Just because it’s a smaller venue doesn’t mean the pros don’t want to race this particular stretch. In fact, in weather like this you can expect records to fall and cars to be hitting top speeds.
“The track surface is just about as good as anywhere we race,” Worsham said. “We come here and it’s not like we have to slow our car down. We can run as fast here as we run our next. Coming here helps out with the tuning of the car, making sure everything is up to speed and put on a show for the fans.”
Worsham has been World Series champion a handful of times since coming to this event. As part of the main show with the Nitro Funny Cars, winning is nothing he takes lightly.
“It’s one of the things I bring up on my resume,” Worsham said. “I come here every year, make sure I’m prepared and perform the best I can to win. I’m sure my competition feels the same way.”
Litton has been back at the event time and again as well. His favorite part about it is it’s rich history, especially in the heart of Illinois.
“It’s the oldest drag race, and the nostalgic part of it makes it worth coming,” Litton said. “The fans here are really involved and makes it fun to come. It’s just a great atmosphere.”

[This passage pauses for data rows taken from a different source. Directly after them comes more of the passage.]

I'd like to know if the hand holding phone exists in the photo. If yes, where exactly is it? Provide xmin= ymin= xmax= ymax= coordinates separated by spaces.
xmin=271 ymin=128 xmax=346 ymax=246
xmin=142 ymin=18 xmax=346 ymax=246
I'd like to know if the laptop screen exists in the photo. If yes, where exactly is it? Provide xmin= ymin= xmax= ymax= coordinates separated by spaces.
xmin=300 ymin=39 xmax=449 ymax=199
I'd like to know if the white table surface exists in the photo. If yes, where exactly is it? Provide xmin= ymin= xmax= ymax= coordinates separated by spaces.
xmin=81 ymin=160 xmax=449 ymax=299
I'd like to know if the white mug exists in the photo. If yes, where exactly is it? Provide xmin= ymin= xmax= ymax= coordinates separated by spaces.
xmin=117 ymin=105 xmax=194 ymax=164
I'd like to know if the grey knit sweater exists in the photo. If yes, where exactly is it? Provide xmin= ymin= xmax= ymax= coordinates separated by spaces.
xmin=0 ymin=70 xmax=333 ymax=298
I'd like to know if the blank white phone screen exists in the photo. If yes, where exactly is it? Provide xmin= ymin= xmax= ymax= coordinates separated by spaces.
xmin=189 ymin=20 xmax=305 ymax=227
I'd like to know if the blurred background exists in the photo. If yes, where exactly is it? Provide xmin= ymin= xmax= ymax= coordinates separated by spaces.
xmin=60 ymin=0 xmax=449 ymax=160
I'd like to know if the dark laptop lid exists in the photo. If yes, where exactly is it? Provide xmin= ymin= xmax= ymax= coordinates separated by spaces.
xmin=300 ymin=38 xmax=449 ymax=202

Racing a Top Fuel Dragster, Litton says the competition that comes to each annual race is nothing to look past. It’s part of what makes racing at CIR exciting for the racers and the fans.

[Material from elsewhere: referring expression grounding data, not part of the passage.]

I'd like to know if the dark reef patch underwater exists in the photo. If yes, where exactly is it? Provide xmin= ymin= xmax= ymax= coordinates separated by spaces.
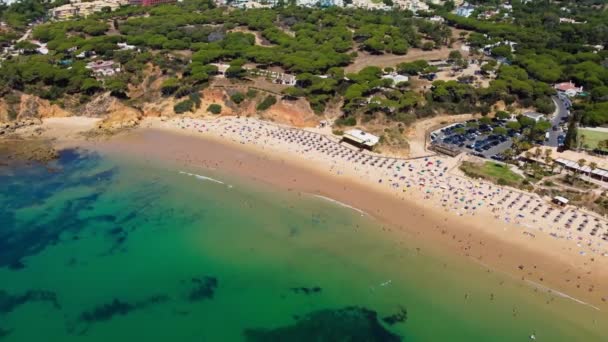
xmin=0 ymin=289 xmax=60 ymax=314
xmin=244 ymin=306 xmax=401 ymax=342
xmin=0 ymin=149 xmax=117 ymax=269
xmin=186 ymin=276 xmax=218 ymax=302
xmin=0 ymin=327 xmax=11 ymax=339
xmin=79 ymin=295 xmax=170 ymax=323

“Generally, everyone who comes here is pretty well known and they’ve had a lot of success,: Litton said. “If you race against someone who’s had success it brings the best out in you. You go out, put your best foot forward and put on a good show and that’s what makes it fun.”
Tickets, which can be purchase at O’Reilly Auto Parts locations, are still available as are new VIP seats where you can get an up close and personal view of each matchup.

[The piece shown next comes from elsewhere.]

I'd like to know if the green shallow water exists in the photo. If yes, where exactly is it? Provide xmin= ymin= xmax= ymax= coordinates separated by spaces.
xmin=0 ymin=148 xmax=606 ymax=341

When the main shows begin on Friday and Saturday, it will be wall to wall people at the track in the middle of rural Illinois.
“These cars are unbelievably fast and unbelievably powerful,” Litton said. “There’s so much adrenaline by the time you get to the starting line.”
Everything from the rumble of the engines to the smell of the nitro excited, and there is a buzz and adrenaline that racers know, even from the safety of their race car.
“I definitely look at the crowd and you can tell people are excited,” Worsham said about being on the starting line. “People spend their hard earned money to come here, you want to put on a good show. Everyone’s eyes are burning, you can see people teared up, feel the ground shaking and fire shooting out of the pipes, and we’re going over 300 miles per hour. I just want to put on a show and give people the experience they expect.”
And when the tree hits green and the cars take off, it’s not just a visual treat for fans. Like Litton stated: it’s a sport you can see, taste, smell and feel.
“It heightens all your senses,” Litton said. “And if you’ve never been around one of these cars and they’re going down the track, it feels almost like they’re trying to rotate the earth.”